An Adair County man pleaded guilty last week to multiple counts of voyeurism and promoting a minor in a sexual performance.

James Orley Absher, 50, admitted to videotaping an underage girl at his LaRue County home in 2011.

According to court records, Absher moved to Elizabethtown from Hodgenville in December 2011.

On Oct. 10, 2012, a juvenile in the home found a camera hidden in a tissue box on the bathroom sink. The camera was turned over to Kentucky State Police.

Computers from the home were seized and officers found images on the camera’s hard drive. According to the citation, there were images of a teenage girl undressing, dressing and showering in two different bathrooms.

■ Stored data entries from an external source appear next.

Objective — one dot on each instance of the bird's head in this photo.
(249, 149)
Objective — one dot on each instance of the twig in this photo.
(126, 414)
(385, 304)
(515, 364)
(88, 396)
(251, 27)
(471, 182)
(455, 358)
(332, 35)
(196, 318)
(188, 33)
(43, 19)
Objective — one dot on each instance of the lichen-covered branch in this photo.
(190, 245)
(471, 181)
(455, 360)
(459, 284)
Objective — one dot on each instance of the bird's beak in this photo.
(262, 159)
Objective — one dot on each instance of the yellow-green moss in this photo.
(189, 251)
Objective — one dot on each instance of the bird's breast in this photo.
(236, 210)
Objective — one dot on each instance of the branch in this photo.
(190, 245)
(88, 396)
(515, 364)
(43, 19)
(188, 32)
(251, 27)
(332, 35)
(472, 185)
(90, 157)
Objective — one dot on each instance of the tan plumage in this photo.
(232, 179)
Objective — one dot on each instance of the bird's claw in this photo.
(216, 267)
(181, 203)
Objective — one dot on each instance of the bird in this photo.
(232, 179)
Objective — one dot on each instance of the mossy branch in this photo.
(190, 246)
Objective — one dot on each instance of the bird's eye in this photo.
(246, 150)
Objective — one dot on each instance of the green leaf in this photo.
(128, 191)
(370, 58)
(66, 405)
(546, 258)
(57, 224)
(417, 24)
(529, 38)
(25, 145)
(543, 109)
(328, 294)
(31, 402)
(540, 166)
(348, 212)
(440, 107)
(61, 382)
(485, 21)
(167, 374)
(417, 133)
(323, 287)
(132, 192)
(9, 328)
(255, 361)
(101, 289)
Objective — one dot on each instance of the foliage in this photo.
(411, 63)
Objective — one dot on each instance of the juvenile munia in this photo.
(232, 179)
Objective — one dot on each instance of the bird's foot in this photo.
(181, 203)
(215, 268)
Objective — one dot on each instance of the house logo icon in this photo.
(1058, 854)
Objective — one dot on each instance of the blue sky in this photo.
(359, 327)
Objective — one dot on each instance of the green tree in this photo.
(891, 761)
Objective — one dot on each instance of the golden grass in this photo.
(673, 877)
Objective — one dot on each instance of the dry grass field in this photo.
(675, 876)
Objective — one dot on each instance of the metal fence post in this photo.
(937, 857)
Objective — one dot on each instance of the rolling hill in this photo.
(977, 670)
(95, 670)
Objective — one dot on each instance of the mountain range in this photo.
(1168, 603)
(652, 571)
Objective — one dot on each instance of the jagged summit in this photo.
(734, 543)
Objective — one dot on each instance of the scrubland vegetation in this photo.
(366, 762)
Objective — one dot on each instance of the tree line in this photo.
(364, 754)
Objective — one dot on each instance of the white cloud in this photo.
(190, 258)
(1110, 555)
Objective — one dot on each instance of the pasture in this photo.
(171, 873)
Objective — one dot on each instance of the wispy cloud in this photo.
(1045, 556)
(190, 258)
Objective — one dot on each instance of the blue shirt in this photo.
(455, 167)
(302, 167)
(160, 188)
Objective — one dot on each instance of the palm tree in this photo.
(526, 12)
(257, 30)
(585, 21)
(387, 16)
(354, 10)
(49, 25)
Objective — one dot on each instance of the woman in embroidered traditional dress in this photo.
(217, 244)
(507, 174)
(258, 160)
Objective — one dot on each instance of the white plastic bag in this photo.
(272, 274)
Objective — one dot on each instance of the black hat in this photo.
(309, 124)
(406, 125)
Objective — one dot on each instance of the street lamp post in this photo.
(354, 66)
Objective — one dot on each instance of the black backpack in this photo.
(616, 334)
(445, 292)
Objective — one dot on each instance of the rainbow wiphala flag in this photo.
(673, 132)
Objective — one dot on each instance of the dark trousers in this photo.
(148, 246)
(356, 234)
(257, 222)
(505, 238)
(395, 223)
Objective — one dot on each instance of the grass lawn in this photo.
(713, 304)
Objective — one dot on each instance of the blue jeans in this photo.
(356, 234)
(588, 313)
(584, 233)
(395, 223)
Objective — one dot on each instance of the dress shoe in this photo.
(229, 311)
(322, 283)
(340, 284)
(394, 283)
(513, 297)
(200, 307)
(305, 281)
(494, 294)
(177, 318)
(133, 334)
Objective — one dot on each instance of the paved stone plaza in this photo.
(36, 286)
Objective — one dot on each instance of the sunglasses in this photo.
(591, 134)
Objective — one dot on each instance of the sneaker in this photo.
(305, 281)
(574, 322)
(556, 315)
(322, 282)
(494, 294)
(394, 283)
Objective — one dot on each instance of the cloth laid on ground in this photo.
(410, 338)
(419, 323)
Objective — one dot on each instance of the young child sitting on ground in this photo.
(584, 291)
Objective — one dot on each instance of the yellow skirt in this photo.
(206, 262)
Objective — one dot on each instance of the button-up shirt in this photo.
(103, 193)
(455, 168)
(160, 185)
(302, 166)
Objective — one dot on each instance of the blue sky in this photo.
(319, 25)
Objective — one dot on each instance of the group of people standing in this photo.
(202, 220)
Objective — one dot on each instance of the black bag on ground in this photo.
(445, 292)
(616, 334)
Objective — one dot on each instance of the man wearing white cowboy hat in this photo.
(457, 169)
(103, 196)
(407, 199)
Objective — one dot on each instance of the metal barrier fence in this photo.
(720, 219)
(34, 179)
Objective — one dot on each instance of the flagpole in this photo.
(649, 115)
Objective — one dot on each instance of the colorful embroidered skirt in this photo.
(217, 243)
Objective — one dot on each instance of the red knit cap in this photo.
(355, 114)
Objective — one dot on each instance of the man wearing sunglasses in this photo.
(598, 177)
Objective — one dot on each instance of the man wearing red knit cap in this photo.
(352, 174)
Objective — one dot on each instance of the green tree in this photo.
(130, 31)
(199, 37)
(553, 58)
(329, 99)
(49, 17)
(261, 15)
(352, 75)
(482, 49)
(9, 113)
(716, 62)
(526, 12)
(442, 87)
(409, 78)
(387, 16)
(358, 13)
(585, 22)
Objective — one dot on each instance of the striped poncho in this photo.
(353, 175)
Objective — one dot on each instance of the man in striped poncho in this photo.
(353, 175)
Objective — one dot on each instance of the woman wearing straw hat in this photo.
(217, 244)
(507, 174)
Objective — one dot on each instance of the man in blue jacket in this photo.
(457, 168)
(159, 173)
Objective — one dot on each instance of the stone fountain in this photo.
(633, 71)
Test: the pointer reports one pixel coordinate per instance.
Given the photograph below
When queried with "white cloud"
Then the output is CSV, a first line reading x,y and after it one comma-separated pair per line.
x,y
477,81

The teen was 17 when she was taped in LaRue County, according to records.

Absher was working as a dispatcher in the Columbia 911 center at the time of his arrest.

“The videos also depicted the defendant’s face placing the camera in the bathroom and later removing the camera,” the arrest warrant read.

Eighteen videos were found on the computers: Six were made in LaRue County; nine in Hardin County after the victim had turned 18; and three were an attempt to video, according to the case file in LaRue Circuit Court.

The case file also includes a handwritten letter Absher allegedly wrote and addressed to the teenager expressing regret.

Absher’s case was set for jury trial Oct. 22.

He opted to plead guilty to six counts of promoting a minor in a sexual performance with a recommended sentence of five years; and six counts of voyeurism with recommended sentence of 12 months.

Final sentencing is set for Jan. 9 in Nelson County because Absher’s attorney was unable to attend an earlier date in LaRue County.

If the case is settled Jan. 9 per the terms of the plea agreement, Absher will be required to complete a sex offender treatment program as a condition of parole and have no contact with the victim. He will be a registered sex offender for life “because he pled to multiple counts,” according to Assistant Commonwealth Attorney Whitney Meredith.

“The max he could have received by law is 20 years,” Meredith said.